Odyssey singles chronology
| "Don't Tell Me, Tell Her" (1980) | "Use It Up And Wear It Out" (1980) | "If You're Lookin' for a Way Out" (1980) |

Music video
- "Use It Up and Wear It Out" on TopPop on YouTube

= Use It Up and Wear It Out =

"Use It Up and Wear It Out" is a song by US-based dance and soul group Odyssey that was released as a single in 1980. It was originally released as the B-side of "Don't Tell Me, Tell Her". When it was rereleased as the A-side it would go on to spend twelve weeks on the UK Singles Chart, including two at No. 1, but failed to have any commercial success in the United States.

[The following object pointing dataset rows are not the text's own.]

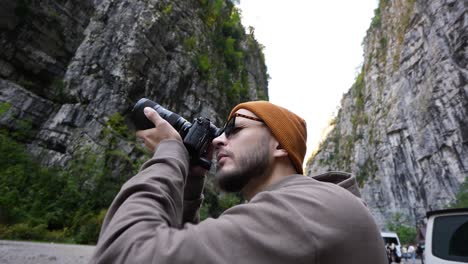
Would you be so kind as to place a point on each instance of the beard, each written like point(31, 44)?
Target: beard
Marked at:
point(254, 163)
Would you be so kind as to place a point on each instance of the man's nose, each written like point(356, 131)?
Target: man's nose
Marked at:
point(219, 140)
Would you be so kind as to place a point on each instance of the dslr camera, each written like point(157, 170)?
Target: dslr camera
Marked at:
point(197, 136)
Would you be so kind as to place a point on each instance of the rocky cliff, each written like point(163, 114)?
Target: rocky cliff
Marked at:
point(70, 71)
point(402, 127)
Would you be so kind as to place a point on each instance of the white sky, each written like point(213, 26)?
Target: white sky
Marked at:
point(313, 53)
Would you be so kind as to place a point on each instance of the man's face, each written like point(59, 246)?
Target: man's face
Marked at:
point(243, 151)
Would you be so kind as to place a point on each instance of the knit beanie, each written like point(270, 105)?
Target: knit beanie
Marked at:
point(288, 128)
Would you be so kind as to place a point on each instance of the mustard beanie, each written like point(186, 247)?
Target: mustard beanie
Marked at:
point(288, 128)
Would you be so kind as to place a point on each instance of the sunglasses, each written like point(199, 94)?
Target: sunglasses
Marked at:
point(230, 126)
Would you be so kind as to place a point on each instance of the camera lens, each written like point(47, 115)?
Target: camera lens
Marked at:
point(141, 122)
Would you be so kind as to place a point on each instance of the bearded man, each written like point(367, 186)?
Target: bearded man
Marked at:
point(288, 217)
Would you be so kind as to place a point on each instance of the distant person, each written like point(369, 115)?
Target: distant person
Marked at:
point(404, 253)
point(420, 251)
point(412, 253)
point(289, 218)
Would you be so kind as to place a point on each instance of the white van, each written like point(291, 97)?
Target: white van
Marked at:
point(392, 237)
point(447, 236)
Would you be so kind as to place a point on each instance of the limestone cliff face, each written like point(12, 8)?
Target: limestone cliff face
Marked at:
point(73, 69)
point(402, 127)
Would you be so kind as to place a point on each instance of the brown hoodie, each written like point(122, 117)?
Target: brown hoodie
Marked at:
point(296, 220)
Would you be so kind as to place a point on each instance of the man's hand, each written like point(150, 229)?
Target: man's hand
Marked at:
point(154, 136)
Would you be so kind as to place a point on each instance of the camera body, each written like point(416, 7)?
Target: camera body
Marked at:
point(197, 136)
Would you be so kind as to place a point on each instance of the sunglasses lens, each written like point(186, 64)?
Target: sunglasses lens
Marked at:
point(230, 126)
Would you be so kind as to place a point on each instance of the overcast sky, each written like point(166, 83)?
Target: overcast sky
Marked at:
point(313, 53)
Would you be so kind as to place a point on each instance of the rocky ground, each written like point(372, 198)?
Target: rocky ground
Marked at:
point(13, 252)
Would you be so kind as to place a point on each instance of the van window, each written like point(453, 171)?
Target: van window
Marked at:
point(450, 237)
point(390, 240)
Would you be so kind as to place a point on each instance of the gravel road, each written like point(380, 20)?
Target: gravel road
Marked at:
point(14, 252)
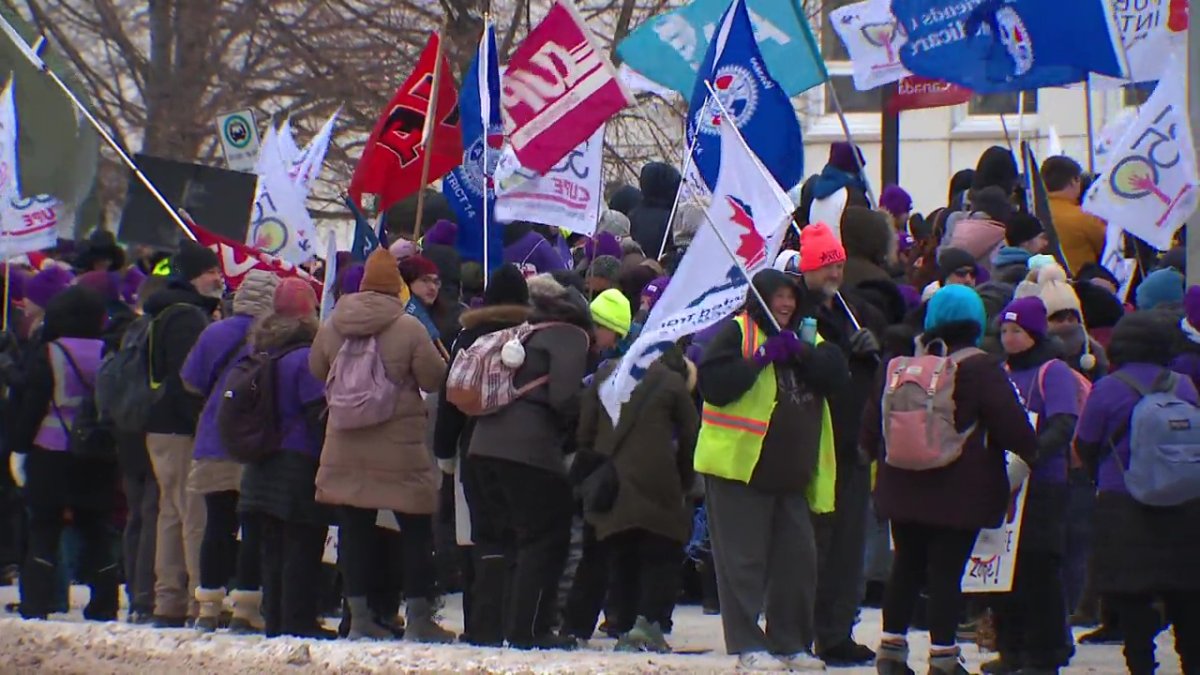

The song was written by Sandy Linzer and L. Russell Brown, and produced by Linzer. It was the New York-based disco group's only UK No. 1 single, spending two weeks at the top of the charts from July 26 to August 8, 1980, and was their most successful single on the UK Singles Chart. In their native United States, it failed to get into the Hot 100. However along with the track "Don't Tell Me, Tell Her", "Use It Up and Wear It Out" went to number six on the US Billboard Disco Top 100 chart.

The song was produced by Sandy Linzer and was arranged and conducted by Ray Chew. The song was also released in 1980 as a 12" single.

==Charts==

| Chart (1980) | Peak position |
|---|---|
| Belgium (Ultratop 50 Flanders) | 5 |
| Netherlands (Dutch Top 40) | 4 |
| Netherlands (Single Top 100) | 2 |
| UK Singles (Official Charts) | 1 |
| West Germany (GfK) | 20 |

==Pat and Mick version==
A cover by the duo Pat and Mick, produced by Stock Aitken Waterman, reached No. 22 on the UK Singles Chart in 1990.

===Charts===

| Chart (1990) | Peak position |
|---|---|
| Belgium (Ultratop 50 Flanders) | 36 |
| UK Singles (Official Charts) | 22 |

==Other versions==
A version by Indigo appears on Queer as Folk 2: Same Men, New Tracks, the second soundtrack album for the UK version of Queer as Folk.